Julianus was als het laatste mannelijke familielid van Constantius ook zijn enige erfgenaam, dus lag volledige erkenning van zijn keizerschap nu voor de hand. Dat een stervende Constantius zijn neef alsnog tot zijn opvolger had benoemd is onwaarschijnlijk gezien hun slechte verhouding, al hield Julianus dit verhaal wel graag vol. Op 11 december 361 hield hij zijn intocht in Constantinopel en zijn eerste officiële daad was het regelen van Constantius’ begrafenis in de Apostelkerk, naast Constantijn de Grote. Waarschijnlijk was dit net zozeer een politieke zet als alle latere propaganda over zijn eigen leven: door Constantius netjes alle eer te bewijzen kon Julianus zijn eigen legitimiteit vergroten. Zijn regering zette zich echter duidelijk af van de andere Constantijnen. Onder invloed van de studies in zijn jonge jaren hechtte Julianus veel belang aan het neoplatonisme, waarbij hij vooral terug wilde grijpen op keizers als Hadrianus en Marcus Aurelius.
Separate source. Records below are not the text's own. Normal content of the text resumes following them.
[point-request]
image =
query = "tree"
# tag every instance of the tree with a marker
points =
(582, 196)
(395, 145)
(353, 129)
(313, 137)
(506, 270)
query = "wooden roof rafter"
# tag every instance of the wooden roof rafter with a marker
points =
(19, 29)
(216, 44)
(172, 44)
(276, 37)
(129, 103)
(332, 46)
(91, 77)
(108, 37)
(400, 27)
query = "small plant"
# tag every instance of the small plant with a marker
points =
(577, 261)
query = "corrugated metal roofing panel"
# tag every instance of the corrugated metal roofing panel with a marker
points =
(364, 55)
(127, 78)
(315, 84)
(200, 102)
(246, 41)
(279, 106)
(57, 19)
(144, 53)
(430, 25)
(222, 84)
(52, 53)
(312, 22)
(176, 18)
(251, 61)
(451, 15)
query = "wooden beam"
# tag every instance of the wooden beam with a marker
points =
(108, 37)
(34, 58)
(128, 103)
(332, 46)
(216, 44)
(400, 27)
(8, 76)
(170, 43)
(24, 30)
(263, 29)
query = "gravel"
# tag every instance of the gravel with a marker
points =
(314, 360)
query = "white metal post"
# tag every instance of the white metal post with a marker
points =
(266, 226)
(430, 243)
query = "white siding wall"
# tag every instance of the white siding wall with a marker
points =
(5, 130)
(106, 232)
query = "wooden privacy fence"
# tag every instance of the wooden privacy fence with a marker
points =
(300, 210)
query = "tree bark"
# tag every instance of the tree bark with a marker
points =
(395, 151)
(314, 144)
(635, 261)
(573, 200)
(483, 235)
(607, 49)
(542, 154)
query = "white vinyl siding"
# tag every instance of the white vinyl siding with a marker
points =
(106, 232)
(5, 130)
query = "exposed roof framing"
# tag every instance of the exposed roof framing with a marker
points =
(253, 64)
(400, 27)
Hoewel hij geen aanstalten maakte om de tetrarchie te herstellen, omschreef Julianus de ideale heerser wel als een eerste onder gelijken en trachtte hij juist geen absolute alleenheerser te zijn. Hij woonde regelmatig vergaderingen van de Senaat bij waar hij op opvallend actieve wijze deelnam aan redevoeringen. Daarnaast vergrootte hij de bevoegdheden van de stadsbesturen, om zo de keizerlijke bureaucratie in te perken en de zware belastingsystemen te zuiveren van corruptie. Ook aarzelde Julianus niet om Constantijn de Grote de huidige staat van het bestuur en de rijksadministratie te verwijten, waarbij hij het keizerlijk hof van de laatste keizers beschouwde als corrupt, inefficiënt en bovenal veel te duur. Duizenden overbodige ambtenaren en dienaren, grotendeels eunuchen, werden ontslagen. Ook werd het tribunaal van Chalcedon ingesteld om de corruptie te bevechten, waarbij meerdere hoge ambtenaren, zoals kamerheer Eusebius, ter dood veroordeeld werden.

"Julianus Apostata leidt een vergadering van sektariërs", door Edward Armitage, 1875. Julianus was een intellectueel man die tijdens zijn leven diverse teksten schreef. Niet alleen propagandistische en filosofische, maar ook polemieken en humoristische teksten.
“Julianus Apostata leidt een vergadering van sektariërs”, door Edward Armitage, 1875. Julianus was een intellectueel man die tijdens zijn leven diverse teksten schreef. Niet alleen propagandistische en filosofische: ook polemieken en humoristische teksten werden niet geschuwd.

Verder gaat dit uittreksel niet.